Inspiring young people to tell important stories
Another national academic partner, the Medill School at Northwestern University, released a report earlier this month about collaborations between local news outlets and student journalists in the United States as part of its Local News Initiative.
The report found a trend for such collaborations in the United States. “Instead of news organizations giving boosts to students, students are supporting often-short-staffed outlets by providing coverage as part of their curricula,” the report said.
Senior Associate Dean Tim Franklin, the project’s director, said Medill started the initiative seven years ago to see how they could leverage the school’s resources to help local news outlets, journalism organizations, scholars and scholastic media at a time of crisis in the industry.
“Our research provides insights about trends and issues in local news in this fast-changing landscape,” Franklin said. “And through our programs, we’re helping news organizations with things like business strategy and product development at a time when many can’t do R&D themselves. We’re also creating opportunities to inspire young people to pursue careers in journalism.”
The quest to help local news is global. The Austria-based International Press Institute, for example, has run two editions of an “accelerator” program to support digital innovation in local journalism’s editorial and business models around the world. It also runs a related network.

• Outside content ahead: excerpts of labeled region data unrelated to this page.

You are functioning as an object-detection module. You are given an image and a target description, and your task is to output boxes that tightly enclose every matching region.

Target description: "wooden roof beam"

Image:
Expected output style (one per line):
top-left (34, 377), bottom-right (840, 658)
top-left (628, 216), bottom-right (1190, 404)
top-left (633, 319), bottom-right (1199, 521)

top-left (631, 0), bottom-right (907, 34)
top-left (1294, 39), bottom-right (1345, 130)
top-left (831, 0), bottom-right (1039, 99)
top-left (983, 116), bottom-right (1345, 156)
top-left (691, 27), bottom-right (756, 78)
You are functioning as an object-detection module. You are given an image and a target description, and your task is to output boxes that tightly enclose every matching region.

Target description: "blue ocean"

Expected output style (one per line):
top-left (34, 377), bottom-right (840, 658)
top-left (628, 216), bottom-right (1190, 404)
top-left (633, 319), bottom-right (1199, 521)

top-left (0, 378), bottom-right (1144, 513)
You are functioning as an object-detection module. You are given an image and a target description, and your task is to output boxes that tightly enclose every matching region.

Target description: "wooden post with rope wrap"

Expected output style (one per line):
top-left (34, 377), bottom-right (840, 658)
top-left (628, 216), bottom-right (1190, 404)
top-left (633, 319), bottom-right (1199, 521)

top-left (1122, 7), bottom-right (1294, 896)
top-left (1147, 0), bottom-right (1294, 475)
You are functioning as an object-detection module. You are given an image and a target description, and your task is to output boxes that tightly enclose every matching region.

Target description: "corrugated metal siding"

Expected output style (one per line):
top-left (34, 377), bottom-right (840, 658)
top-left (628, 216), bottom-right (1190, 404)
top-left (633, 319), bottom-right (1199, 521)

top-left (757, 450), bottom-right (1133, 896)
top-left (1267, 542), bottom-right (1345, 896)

Other partners include the International Center for Journalists and the Media Diversity Institute, both of which have extensive local news programs, Youth Community Journalism Institute founded by the Strong Mind Strong Body Foundation, a U.S. nonprofit, Europe Youth Press, a consortium of outlets in 34 countries, Africa Media Perspectives, The Media Lab in Jordan, Asia division of the Asian-American Journalists Association, the Panhellenic Federation of Journalists’ Unions of Greece and Toronto Metropolitan University’s Local News Research Project.
Empowering youth through journalism
Stefano Zamparo, an executive board member for Europe Youth Press said that the award aligns with the group’s work empowering youth voices through journalism, ensuring their stories resonate within their local communities and beyond.
“Celebrating successful collaborations between young journalists and local media helps foster greater press freedom and media literacy across Europe,” Zamparo said.
Ivor Price, founder of Africa Media Perspectives, sees young people as the driving force behind a rebirth of local news. “For local news to survive and thrive, it must become a true reflection of the communities it serves, which means opening our newsrooms and our storytelling platforms to new voices,” Price said.
Since 2018, the Global Youth & News Media Prize has honored the important work that sees news media meaningfully engage the young with notable results that benefit both parties.
Its first award recognized a cooperation between the United States digital edition of the The Guardian news organization and reporters from the Eagle Eye, a student news operation at Marjory Stoneman Douglas High School in Parkland, Florida, which was the site of a 2018 school shooting in which 17 people were killed. Through the journalism collaboration, the Parkland students contributed live digital coverage of an anti-gun violence demonstration in Washington, D.C.
News Decoder has been a partner in these competitions from the start.
“This particular award theme resonates particularly strongly with us,” said News Decoder managing director Maria Krasinski. “All around the globe, student journalists are telling important stories, but often those stories aren’t heard outside their schools. This competition will rightfully recognize the important work youth are doing to help inform local communities.”